Quatre mois après sa brutale destitution de la fonction de deuxième secrétaire du bureau de l’Assemblée nationale, une fonction qu’il a occupé pendant quinze (15) ans, l’opposant Joseph Kignoumbi Kia-Mboungou a donné pour la première fois, son avis sur sa déchéance.

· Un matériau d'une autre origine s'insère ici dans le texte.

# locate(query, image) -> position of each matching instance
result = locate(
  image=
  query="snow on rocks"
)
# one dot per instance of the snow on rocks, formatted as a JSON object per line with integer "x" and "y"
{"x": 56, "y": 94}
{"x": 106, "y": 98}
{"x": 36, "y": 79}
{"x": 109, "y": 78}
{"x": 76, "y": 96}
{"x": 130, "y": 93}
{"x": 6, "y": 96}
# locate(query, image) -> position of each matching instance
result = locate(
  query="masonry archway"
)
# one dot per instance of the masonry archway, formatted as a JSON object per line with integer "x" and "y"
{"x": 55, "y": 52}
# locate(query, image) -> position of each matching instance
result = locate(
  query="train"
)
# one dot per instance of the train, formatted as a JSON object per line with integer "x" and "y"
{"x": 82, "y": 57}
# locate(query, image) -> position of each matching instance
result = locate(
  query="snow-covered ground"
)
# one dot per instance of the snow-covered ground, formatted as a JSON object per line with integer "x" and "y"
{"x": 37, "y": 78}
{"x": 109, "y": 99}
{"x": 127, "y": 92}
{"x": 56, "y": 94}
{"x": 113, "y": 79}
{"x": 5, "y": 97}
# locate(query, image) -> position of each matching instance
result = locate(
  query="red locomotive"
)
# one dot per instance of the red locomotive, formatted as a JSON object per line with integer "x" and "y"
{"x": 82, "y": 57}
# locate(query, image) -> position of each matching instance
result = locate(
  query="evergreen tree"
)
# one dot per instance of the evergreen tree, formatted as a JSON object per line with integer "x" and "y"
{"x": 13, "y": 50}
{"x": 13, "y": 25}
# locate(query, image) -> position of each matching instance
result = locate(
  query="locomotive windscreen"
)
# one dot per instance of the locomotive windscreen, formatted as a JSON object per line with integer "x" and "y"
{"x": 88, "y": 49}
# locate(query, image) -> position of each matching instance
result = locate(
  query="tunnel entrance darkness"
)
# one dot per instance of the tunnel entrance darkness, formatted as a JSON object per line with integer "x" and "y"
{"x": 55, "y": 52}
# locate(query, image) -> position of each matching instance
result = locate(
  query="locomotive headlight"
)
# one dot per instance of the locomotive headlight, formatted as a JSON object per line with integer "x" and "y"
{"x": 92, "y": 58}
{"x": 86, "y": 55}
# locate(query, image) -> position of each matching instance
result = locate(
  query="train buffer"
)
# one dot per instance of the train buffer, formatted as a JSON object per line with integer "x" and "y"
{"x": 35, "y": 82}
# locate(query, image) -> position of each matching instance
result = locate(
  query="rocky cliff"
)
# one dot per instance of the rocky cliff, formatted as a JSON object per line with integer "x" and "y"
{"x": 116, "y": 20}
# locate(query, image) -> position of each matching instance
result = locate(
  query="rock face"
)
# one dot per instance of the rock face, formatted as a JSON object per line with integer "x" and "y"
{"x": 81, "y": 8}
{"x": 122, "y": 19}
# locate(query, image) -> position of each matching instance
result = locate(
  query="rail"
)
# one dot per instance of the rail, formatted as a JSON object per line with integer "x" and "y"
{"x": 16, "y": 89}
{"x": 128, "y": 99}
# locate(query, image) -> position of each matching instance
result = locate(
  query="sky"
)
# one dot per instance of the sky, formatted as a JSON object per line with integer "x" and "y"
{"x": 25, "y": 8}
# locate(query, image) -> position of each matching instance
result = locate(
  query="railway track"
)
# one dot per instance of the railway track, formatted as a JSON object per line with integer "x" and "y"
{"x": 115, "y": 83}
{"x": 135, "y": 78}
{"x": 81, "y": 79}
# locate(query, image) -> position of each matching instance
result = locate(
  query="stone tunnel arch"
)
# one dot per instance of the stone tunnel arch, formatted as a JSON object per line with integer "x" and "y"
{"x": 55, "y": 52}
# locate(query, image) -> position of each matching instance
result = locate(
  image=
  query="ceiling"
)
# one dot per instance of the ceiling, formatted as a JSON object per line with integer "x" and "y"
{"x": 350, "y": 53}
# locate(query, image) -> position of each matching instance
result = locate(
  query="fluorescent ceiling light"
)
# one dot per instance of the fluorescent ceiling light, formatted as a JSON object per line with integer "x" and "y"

A sud de Brazzaville, dans une salle de fête joliment décorée, les professionnels des médias ont échangé sans langue de bois avec les hommes politiques présents à la conférence relative au départ de Christian Cyr Rodrigue Mayanda de l’UDH-YUKi. Et, comme on pouvait s’y attendre, les opposants ont saisi cette occasion pour critiquer le Parti Congolais du Travail, « le mal du Congo » selon eux.
Invité à prendre part à cette conférence de presse qui s’est tenue le vendredi 25 avril, le président du parti « La Chaîne », n’a pas été épargné des polémiques autour du PCT. Joseph Kignoumbi Kia Mboungou qui n’avait pas dit un seul mot depuis le début de la conférence alors que celle-ci tendait vers sa fin, a réagi la tête sur les épaules en ces termes : « quand vous mener un combat, ce sont les idées. On ne naît pas et ne meurt pas avec une fonction. »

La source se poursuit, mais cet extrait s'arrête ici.